Selama hampir 2 jam dirinya berkutat mempersiapkan segala barang bukti yang disembunyikan sang ayah. Surat asli bertanda tangan Irina dan gadis bernama
Ladya. Surat mutasi beberapa orang yang kemungkinan berkaitan pada kasus ini. Rekaman cctv saat kejadian malpraktek dirinya dan Braga. Diberanikannya diri
untuk menonton ulang rekaman tersebut. Tangan Bara gemetaran saking menyesalnya. Ingin berteriak pada dirinya di video itu agar memeriksa ulang donor jantungnya.
Hampir. Dia sadar betapa bodohnya pikiran itu.
Pada video kejadian Braga, dia bisa menangkap sosok Irina yang masih berumur 17 tahun. Gadis polos bermata besar. Begitu melihat tangisan Irina remaja
pecah sejadi-jadinya, rasa ingin melindunginya timbul. Degupan jantung Bara berdentum-dentum dalam dadanya usai menonton habis rekaman kejadian naas yang
kemudian merubah hidup banyak orang. Melihat ekspresi penuh derita Irina di video, membulatkan tekad Bara untuk menutup lembaran terakhir buku perjalanan
hidupnya sebagai dokter. Bara memegangi dadanya yang perih sambil menutup kedua mata. Seakan menahan sakit yang tak tertahankan.
Bukti-bukti telah terkumpul semua. Bara bergegas meninggalkan ruangan siap menjalankan misi bunuh dirinya. Melangkah dengan langkah berat. Menikmati setiap
detik, menit serta jam. Memandang sekeliling rumah yang amat dirindukannya. Sekelebat bayangan kebahagiaan di setiap sudutnya, membelai hangat indera penglihatan
Bara. Dia sampai di halaman belakang. Matanya terpatri pada hamparan bunga mawar putih. Dihampirinya bunga indah kesayangan sang ibu. Bara menatap rindu bunga
berbau lembut itu. Dipetiknya dua tangkai. Yang satu akan diberikannya pada Braga sesuai permintaan. Yang satunya, untuk dirinya. Srbagai pengingat dan
penguatnya menghadapi hari esok.
" Mother. Give us your strenght. Yang akan kami lakukan hal benar, kan mom" Kami benar-benar minta maaf, ibu. Maafkan kedua putera useless mu ini" Gumam
Bara dalam hati meminta restu sang ibu. Air matanya tumpah ruah. Lututnya menekuk hingga jatuh berlutut di depan hamparan bunga berarti cinta suci itu.
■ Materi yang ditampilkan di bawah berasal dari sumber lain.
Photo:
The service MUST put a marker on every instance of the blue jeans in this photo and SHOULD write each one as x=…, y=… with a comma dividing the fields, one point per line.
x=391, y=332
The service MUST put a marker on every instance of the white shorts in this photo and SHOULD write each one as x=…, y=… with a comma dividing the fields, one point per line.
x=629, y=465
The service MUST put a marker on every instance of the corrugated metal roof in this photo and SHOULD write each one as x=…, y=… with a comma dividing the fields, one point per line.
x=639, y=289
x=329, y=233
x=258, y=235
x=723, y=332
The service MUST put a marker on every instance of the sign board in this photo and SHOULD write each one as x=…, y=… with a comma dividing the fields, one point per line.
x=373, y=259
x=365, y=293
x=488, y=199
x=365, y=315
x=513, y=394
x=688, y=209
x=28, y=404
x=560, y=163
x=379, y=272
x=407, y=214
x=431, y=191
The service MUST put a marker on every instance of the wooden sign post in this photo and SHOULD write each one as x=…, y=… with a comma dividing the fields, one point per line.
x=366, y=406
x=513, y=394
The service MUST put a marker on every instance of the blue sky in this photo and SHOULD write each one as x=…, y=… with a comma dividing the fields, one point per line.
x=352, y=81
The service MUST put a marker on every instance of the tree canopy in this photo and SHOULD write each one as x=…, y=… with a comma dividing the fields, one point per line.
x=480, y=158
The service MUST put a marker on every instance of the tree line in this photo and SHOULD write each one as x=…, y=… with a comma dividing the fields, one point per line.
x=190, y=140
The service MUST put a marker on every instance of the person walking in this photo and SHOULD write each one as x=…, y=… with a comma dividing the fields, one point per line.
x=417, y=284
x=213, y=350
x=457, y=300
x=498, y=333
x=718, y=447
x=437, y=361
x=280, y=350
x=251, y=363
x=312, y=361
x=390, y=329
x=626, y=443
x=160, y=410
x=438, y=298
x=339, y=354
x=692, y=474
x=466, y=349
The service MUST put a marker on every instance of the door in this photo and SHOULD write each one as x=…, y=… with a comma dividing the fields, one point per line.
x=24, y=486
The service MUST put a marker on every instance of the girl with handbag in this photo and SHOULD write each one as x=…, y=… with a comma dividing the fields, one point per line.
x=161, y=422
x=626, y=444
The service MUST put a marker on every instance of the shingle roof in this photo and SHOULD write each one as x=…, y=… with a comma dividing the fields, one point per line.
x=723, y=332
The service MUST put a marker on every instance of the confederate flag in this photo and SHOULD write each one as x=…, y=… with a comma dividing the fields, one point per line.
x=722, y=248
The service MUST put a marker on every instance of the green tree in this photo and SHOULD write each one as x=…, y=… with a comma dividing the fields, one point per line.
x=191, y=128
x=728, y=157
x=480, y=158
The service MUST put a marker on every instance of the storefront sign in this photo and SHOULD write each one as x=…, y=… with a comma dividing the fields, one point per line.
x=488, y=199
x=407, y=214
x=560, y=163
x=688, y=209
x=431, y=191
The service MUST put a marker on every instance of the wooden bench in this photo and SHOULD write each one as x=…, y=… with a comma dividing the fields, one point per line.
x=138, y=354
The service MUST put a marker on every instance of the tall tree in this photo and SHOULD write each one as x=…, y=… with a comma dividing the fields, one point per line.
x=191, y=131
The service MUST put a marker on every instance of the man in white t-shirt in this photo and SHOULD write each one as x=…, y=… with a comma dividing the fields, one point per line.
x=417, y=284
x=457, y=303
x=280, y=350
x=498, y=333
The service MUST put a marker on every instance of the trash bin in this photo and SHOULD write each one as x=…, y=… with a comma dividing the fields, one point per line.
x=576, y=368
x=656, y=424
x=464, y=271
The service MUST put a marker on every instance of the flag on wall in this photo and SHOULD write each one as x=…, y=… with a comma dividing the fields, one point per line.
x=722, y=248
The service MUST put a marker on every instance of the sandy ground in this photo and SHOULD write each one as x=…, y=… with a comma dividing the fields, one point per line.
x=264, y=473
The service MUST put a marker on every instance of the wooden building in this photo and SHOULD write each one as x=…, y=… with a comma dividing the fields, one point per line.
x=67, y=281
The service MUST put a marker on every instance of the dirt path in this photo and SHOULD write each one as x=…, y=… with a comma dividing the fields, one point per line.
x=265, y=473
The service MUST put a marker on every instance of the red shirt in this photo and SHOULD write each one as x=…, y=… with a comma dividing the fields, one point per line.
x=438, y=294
Isak tangis Bara terdengar lirih sekeliling taman bernuansa country.
Pagi hari di Boulevard International Hospital. Bara dan Braga terlihat sudah rapi menggunakan jas hitam dipadu kemeja putih dan celana panjang hitam. Dasi
hitam bergaris silver menambah kesan formal pada penampilan keduanya. Mereka tampak terlalu amazing untuk ukuran orang yang akan melakukan tindakan 'bunuh
diri'. " Kamu sudah siap?" Tanya Braga dengan rambut tertata rapi kebelakang. Membuat wajah tampan aristokratnya semakin menonjol. Bida viih
" Sudah. Ayo" sahut Bara. Tatanan rambutnya serupa dengan sang kakak. Hanya saja mata tajamnya berkilat.
Dua pria jangkung bermarga Witchlock berjalan tegap menuju ruang konferensi khusus bertema Auditorium. Di dalam ruangan telah penuh oleh wartawan surat
kabar dan media informasi lainnya. Suara kasak kusuk membahana sekeliling ruangan luas berwarna cokelat. Begitu kedua tokoh utama memasuki ruangan, keadaan
langsung sunyi senyap. Semua pasang mata mengikuti gerak gerik Bara dan Braga yang telah duduk di podium utama.
" Selamat pagi para hadirin. Saya Bara Darren Witchlock dan disebelah saya, Braga Dereck Witchlock akan menyampaikan beberapa hal terkait kejadian kurang
menyenangkan yang telah terjadi di dalam rumah sakit kami. Mari kita mulai acara konferensi pers ini. Penuturan awal akan disampaikan oleh kakak saya,
Braga. Silahkan" Bara membuka jalannya konferensi. Usai memberikan kata sambutan singkat, memberikan microphone pada Braga sebagai pembicara pertama.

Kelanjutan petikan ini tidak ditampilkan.